One of the most common questions asked by clients of Shemtob Draganosky Taylor is: How does my spouse’s infidelity factor into my divorce? She/he doesn’t get custody of the kids, right? I get all of the assets and lifetime alimony, right? The answer is that, while adultery can be relevant, it often has little impact on a divorce in Pennsylvania.
First, let’s dispel some common myths. If you cheat on your significant other, you do not lose custody of the kids. If you have an affair, you do not have to give the other spouse all of your assets or pay them lifetime alimony. In most circumstances, as hard as it is for many to believe, adultery plays no role in the process of divorce.
Pennsylvania is both a fault and no-fault state. The vast majority of cases are no-fault, meaning that the parties can obtain grounds for divorce without assigning blame to the other, but instead by agreement or by being separated for a period of time. That said, the option still exists for a spouse to obtain grounds for divorce based on adultery if they want; hardly anyone does, though, as it takes more time and litigation (read legal fees) and judges tend to frown on wading through a sea other people’s dirty laundry.
Marital misconduct, which includes adultery, is a relevant factor in deciding whether a spouse should receive alimony. For that reason, if an alimony claim is raised, even in a no-fault divorce, adultery would be relevant; however, in practice it rarely results in much of a difference. Adultery can be used to prevent a cheating spouse from receiving alimony or to bolster an innocent spouse’s claim for alimony.

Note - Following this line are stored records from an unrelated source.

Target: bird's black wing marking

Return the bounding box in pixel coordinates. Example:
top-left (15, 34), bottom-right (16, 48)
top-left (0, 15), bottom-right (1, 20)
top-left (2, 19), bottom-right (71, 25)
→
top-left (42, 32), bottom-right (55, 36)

Affairs generally have no impact on child custody disputes. Judges will look to whether the girlfriend/boyfriend has a criminal past or is a danger to the children if they are around the children. Cheating on your spouse might make you a bad husband or wife, but it does not disqualify you from being a parent.
When adultery is relevant (like when an alimony claim is raised), proving it can be pursued and sometimes used as leverage to resolve a case. Often when one party is questioned under oath about whether they cheated, with whom they cheated, etc., cases all of the sudden seem to settle to the innocent spouse’s advantage.